Dimostrare in tal modo l’ingiuria non è però molto agevole. Bisognerebbe infatti agire in maniera preventiva, ovvero munirsi di registratore / app da mantenere attivo durante la discussione con la persona che – a questo punto – si sospetterà possa divenire potenzialmente colpevole di ingiuria. Per il resto, dimostrare l’ingiuria potrebbe essere molto difficile. Non si può infatti portare in processo la testimonianza di un terzo che affermi di essere a conoscenza dell’offesa solo perché gli è stata riferita dalla vittima. Tale testimonianza indiretta non avrà alcun valore.
L’ingiuria nel social network
E nel caso in cui l’ingiuria avvenga su Facebook o in altri spazi pubblici online? In questo caso è ben possibile – e la giurisprudenza in tal senso ci da una mano – che la prova possa essere costituita sia dalla testimonianza di altri utenti che dichiarano di aver letto il post ingiurioso (magari, prima della sua cancellazione o modifica), sia da un’attestazione di conformità che un notaio avrà eseguito sulla stampa della pagina. Difficilmente però la stampa dello schermo (lo screenshot) potrà essere considerata una prova valida nel processo civile, in quanto considerate “riproduzione meccaniche” facilmente alterabili (a meno che, ma è difficile, tale prova sia non contestata dalla controparte).
Come ottenere il risarcimento del danno da ingiuria
A questo punto possiamo compiere un ulteriore passo in avanti e cercare di capire, in caso di ingiuria, come ottenere il risarcimento del danno.
Una volta che ci si è assicurati la disponibilità delle prove dell’illecito, bisognerà rivolgersi a un avvocato e far avviare una causa ordinaria (con spese anticipate dalla possibile vittima, a meno che non si rientri nel gratuito patrocinio). Si può anche scegliere, per risarcimenti del danno di piccola entità, di rivolgersi al Giudice di Pace, senza assistenza legale: una strada comunque non consigliabile, vista la delicatezza del tema.
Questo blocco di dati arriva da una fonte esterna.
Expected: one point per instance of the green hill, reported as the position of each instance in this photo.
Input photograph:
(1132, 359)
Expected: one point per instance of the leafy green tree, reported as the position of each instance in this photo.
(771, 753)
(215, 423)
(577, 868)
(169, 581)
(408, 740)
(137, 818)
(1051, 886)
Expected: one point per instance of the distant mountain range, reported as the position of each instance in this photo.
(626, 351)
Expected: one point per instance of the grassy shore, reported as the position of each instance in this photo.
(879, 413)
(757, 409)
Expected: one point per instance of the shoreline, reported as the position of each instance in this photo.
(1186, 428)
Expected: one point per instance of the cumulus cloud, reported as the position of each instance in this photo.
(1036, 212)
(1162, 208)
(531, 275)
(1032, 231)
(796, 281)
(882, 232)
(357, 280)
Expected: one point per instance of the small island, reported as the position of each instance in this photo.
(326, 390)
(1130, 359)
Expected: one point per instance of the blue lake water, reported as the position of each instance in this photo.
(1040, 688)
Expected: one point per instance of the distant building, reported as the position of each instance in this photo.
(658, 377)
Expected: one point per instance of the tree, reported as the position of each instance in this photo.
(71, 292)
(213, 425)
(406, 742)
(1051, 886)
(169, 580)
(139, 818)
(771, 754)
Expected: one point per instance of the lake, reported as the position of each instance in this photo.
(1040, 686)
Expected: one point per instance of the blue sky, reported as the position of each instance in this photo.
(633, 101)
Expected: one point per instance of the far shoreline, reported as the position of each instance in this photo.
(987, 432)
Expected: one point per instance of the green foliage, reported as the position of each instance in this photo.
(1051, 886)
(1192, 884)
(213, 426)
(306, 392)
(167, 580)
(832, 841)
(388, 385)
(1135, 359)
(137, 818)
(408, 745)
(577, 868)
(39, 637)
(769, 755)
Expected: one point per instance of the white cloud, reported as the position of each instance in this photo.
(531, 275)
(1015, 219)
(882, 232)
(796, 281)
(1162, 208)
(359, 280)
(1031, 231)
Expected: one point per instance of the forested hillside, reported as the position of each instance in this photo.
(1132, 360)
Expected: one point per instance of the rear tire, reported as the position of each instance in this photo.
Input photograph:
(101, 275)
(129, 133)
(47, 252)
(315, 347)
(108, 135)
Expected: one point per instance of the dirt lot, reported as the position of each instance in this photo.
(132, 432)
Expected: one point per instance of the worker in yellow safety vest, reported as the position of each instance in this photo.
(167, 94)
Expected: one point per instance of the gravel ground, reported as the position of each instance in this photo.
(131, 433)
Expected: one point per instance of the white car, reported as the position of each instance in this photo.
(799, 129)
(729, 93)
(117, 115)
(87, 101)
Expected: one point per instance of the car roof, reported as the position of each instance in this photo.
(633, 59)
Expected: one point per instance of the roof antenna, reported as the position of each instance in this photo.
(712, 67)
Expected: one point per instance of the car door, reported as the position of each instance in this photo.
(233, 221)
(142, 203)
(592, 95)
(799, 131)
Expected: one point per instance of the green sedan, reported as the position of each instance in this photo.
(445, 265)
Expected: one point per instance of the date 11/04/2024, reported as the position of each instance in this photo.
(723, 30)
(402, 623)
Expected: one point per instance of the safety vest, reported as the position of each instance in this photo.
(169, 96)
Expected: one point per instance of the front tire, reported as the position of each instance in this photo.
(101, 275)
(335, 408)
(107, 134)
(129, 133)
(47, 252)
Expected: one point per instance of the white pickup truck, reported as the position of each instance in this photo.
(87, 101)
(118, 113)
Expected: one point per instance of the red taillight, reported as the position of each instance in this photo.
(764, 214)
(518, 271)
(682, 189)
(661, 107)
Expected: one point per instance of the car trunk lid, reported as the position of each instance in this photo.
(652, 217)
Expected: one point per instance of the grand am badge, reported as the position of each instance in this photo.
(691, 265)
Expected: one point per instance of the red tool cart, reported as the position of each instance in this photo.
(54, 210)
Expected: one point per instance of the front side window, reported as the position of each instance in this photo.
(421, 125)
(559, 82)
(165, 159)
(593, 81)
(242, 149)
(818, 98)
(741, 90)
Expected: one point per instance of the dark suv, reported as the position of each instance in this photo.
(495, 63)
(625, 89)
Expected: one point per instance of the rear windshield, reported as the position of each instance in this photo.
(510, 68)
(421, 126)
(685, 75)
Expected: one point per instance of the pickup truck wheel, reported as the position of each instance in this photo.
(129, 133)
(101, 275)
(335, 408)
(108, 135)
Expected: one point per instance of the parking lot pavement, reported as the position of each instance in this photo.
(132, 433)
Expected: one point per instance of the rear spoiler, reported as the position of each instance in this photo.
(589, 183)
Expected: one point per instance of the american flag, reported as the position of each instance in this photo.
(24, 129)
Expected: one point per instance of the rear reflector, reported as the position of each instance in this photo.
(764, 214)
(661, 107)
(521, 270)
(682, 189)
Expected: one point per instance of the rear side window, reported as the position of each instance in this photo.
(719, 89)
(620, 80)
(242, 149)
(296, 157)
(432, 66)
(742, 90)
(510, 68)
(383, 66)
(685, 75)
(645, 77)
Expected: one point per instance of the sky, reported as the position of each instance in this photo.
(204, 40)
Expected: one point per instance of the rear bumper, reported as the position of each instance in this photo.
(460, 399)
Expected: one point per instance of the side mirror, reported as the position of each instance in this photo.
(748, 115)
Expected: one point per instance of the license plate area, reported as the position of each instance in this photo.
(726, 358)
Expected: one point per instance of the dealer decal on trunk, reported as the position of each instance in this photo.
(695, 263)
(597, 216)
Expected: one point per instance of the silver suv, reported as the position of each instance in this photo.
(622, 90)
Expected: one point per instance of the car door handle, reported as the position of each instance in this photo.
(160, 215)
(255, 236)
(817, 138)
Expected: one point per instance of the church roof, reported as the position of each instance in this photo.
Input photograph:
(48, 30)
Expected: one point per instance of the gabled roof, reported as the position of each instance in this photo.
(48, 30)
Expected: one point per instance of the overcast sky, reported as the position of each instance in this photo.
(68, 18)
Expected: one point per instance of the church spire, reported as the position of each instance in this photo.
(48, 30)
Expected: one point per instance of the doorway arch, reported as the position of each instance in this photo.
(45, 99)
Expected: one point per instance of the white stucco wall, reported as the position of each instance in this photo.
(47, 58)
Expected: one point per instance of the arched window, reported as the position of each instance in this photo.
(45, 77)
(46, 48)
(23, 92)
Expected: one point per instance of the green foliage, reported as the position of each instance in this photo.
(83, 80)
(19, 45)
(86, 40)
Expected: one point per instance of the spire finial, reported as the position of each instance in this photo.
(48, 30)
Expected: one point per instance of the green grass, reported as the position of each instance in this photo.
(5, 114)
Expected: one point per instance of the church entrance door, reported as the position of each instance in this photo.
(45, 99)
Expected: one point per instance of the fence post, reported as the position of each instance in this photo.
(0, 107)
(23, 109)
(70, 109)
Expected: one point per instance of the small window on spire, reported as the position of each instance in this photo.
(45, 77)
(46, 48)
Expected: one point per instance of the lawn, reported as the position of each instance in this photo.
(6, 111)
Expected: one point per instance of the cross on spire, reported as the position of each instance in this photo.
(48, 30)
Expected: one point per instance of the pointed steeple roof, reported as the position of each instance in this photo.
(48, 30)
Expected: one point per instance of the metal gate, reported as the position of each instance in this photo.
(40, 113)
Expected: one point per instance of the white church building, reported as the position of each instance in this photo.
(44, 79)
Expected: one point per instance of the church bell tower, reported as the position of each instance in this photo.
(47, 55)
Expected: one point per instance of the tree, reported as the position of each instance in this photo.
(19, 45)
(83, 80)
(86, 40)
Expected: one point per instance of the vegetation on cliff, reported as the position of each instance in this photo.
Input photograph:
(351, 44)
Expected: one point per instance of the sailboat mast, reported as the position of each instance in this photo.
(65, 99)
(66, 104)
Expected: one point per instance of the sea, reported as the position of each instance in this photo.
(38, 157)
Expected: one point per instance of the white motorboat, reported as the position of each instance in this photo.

Purtroppo, i tempi del processo non sono rapidissimi, essendo influenzati dalle previsioni del codice di procedura civile. In ogni caso, il rito prevede un’udienza di comparizione delle parti e la discussione della causa, la presentazione dei documenti a proprio favore, la comparizione dei testimoni, il deposito delle note conclusionali e, infine, la sentenza.
Si tenga anche conto che per le cause di importo inferiore a 50.000 euro, è necessario che prima del giudizio l’avvocato proceda per negoziazione assistita, ovvero inviti la controparte, con una apposita comunicazione, a cercare un accordo e a formalizzarlo per iscritto. L’invio della comunicazione formale richiede un’attesa di almeno 30 giorni, per dare il tempo alla controparte di aderire o meno alla proposta.
Infine, vi ricordiamo che come tutti gli illeciti che derivano da un fatto illecito, l’ingiuria si prescrive in 5 anni. La vittima può dunque agire entro tale termine, anche in scadenza dello stesso, benché prima non abbia mai compiuto alcuna attività di contestazione (come ad esempio l’invio di una lettera legale).